The Pretty Days

from a novel in progress

In Chu Lai the base was spread out in a fan of tents, once white, turned a rusty color.  Sand and wind.  Wind and sand.  South China Beach.  That wasn’t your first visual, though.  The first was the mountains.  The green of the hills.  The vast flats of rice fields.  And the river like a long blue-black snake.  All the places where you carried your guns, radios, half-empty canteens.  All of the places where you expected to die.

The best part about Chu Lai was the beach.  The sun, the crabs you caught and cooked, the bottles of tepid beer you drank, the hours you slept.  Until you woke up to the sirens.  And to the bright flares overhead, gold and red waves of light against the sky as you beat your way past the weight of sleep into the long, insistent sound of the sirens, of sergeants, of shouts that stretched out of the bunkers into the sand where, still, there lay the corpses of the crabs, their shells cracking under your boots, under your massive black boots.

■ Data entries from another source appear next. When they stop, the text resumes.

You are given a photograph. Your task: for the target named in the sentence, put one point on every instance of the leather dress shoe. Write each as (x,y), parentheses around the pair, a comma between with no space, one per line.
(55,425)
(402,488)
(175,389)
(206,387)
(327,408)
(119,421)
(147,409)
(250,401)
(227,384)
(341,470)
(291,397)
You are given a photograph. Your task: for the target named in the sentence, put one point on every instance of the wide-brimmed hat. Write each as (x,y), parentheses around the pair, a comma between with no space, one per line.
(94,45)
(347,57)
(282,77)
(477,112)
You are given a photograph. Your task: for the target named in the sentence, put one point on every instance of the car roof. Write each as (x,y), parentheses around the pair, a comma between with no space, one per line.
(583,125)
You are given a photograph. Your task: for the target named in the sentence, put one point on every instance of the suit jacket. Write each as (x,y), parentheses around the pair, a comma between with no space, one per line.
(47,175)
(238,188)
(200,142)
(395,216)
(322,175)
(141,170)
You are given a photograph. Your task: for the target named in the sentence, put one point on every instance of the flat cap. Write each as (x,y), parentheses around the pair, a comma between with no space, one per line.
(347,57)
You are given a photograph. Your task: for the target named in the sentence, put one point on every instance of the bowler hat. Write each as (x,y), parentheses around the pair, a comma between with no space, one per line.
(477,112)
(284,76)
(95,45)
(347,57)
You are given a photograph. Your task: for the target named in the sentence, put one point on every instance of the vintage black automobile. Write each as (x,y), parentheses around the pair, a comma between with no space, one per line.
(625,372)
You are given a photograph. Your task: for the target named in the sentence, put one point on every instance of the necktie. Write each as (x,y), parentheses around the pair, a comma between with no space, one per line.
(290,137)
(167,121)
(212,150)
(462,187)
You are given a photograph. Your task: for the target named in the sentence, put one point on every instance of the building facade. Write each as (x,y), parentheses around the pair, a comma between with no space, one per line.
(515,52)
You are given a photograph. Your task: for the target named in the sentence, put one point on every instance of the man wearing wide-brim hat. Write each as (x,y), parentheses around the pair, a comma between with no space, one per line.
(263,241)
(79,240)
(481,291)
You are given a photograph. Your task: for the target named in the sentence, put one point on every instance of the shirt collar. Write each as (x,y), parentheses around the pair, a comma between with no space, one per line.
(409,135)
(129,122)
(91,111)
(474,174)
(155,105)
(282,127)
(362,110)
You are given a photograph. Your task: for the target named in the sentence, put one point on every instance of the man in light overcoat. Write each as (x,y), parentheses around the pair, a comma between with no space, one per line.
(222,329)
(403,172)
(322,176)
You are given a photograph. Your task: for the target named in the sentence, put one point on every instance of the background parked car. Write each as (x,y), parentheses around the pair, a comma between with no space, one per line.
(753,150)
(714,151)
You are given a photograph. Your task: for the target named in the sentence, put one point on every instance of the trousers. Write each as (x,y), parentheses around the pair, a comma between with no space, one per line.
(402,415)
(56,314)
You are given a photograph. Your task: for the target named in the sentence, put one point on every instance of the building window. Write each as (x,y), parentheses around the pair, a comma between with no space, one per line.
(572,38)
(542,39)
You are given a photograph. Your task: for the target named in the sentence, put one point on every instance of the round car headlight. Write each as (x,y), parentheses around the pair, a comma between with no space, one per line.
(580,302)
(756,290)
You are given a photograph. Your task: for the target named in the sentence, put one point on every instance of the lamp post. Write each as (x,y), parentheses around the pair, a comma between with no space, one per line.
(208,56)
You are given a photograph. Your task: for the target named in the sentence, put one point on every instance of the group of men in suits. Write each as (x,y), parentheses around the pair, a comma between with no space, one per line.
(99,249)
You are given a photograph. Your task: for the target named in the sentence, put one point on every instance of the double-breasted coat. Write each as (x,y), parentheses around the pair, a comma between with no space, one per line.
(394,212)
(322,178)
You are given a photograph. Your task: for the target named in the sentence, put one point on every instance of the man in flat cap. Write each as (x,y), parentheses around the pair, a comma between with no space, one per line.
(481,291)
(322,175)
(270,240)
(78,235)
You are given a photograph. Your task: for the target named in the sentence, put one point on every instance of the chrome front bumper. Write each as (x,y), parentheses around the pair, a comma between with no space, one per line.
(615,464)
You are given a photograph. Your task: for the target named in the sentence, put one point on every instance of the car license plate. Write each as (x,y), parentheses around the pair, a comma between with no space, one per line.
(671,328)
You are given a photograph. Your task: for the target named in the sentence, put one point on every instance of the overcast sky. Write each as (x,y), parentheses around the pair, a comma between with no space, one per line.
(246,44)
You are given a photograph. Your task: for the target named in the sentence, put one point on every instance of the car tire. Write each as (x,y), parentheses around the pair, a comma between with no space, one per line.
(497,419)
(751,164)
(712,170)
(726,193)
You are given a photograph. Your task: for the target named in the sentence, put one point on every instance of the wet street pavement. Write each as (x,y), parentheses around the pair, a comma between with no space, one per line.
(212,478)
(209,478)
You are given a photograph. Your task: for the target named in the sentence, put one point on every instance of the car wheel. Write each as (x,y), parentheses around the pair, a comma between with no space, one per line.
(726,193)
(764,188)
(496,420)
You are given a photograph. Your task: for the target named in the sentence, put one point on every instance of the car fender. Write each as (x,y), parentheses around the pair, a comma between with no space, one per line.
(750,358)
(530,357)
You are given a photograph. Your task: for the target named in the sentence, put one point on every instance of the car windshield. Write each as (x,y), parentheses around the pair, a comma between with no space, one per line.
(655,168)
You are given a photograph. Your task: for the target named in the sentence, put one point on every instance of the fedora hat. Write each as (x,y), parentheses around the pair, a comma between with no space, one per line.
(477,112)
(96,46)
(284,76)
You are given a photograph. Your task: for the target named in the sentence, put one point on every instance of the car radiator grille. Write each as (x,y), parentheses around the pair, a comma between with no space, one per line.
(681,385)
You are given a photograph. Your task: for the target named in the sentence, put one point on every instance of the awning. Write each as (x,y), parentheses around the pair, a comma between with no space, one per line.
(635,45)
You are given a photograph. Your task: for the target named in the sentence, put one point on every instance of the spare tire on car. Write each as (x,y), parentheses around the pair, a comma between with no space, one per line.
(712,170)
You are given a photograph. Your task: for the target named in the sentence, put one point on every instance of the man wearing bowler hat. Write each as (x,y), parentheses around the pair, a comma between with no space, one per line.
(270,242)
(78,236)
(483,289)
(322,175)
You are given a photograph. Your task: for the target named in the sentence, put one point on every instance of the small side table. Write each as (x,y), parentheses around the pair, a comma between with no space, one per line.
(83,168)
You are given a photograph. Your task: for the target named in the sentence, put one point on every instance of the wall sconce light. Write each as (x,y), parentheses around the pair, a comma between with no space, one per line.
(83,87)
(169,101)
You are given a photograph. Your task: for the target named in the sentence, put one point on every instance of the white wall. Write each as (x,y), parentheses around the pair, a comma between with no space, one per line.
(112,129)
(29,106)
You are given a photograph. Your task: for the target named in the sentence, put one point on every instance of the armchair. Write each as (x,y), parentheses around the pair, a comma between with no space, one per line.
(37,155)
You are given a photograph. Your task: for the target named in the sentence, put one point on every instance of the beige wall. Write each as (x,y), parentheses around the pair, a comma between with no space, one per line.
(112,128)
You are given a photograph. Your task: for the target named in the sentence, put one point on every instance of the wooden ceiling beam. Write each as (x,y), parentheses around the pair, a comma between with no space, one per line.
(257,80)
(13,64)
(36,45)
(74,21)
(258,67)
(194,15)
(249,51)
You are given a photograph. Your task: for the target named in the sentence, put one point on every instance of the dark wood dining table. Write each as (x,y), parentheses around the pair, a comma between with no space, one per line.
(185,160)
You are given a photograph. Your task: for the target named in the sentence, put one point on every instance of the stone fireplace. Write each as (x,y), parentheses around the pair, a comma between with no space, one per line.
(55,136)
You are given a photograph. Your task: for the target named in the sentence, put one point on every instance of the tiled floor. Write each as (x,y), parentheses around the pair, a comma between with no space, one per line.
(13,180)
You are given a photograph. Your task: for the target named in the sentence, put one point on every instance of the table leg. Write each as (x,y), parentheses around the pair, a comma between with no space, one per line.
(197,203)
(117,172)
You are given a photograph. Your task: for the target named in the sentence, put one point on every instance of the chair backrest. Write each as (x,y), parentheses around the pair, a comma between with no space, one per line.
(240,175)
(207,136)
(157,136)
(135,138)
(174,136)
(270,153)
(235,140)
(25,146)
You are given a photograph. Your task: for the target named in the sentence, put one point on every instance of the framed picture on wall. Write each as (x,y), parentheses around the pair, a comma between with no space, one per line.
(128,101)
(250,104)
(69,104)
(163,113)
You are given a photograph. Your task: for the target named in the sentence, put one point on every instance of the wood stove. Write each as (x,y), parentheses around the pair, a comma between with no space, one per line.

And eventually the morning would come, more gold for your faces, your eyes like gashes against the early cloth of daylight.  And the fighting would dismiss itself like something only the dark was allowed to know and discuss.  Somehow there was breakfast and then more sleep, for some of you sooner than others.  An eventual swim in the dark waters beside darker fishing nets.  Another day, another blue sky.  You didn’t ask your purpose; you knew your purpose.  And yet it wasn’t that simple; it was clouded by the red dust of too many trails; it was complicated and out of control.  Still, you cleaned your weapon, packed your gear, and got ready for the next camping trip.  You knew you’d smell more than the sharp green scent of trees, you’d make your way through more than elephant grass, you’d flatten yourself into the days and then the nights and make it through.   

But for the moment the view through the rip in your tent was the beach and the sky and a thin line of horizon.  Those were the pretty days.  The days in Chu Lai. 

A Different Sort of Beach

Destin, Florida - September 2010

The sand is still sugar fine, just like it was in the 60's, the 70's, even the 80's.  Even last year.  But now there is something new.  A coating of green that buckles and kicks up under your bare feet like sheafs of wallpaper.  And further down past the navy chairs, there's a layer of seaweed.  No, not seaweed.  This is seagrass that once lived on the bottom of the Gulf.  A member of the brown algae family, the grass now lies in great sodden blankets, thick layers of olive- and coffee-colored cloth, that no beach-goer wants to touch.  I imagine lying in bed with this blanket up to my chin, but the stench of something rotting, a pond in trouble, reminds me that this is nothing usual, nothing comforting.

If this grass now lies in folds at the edge of the water, then what is at the bottom of the Gulf where the grass once grew?  Go ahead, guess.  Dispersants, oil, a little supper of BP crude for all you fishes.  Sometimes the little fishes float up to the surface and end up on the beach amongst the soft dead grasses.  Algae as funereal bed.  

Swimmers wade through the algae and into the waves that are laden with more algae, fresh from the deep.  If one swims out far enough, the water is clear, a luscious turquoise.  Paddle surfers, ocean kayakers, infrequent pods of dolphin do better out there than swimmers.  Still, some are determined to get past the brown-green detritus.  Heads bob, laughter floats to shore, and soon they head in, once again through the algae, and on the beach the sunbathers eye them, perhaps expecting the brave ones to emerge covered in slime, sporting gills, like so many modern-day sea monsters.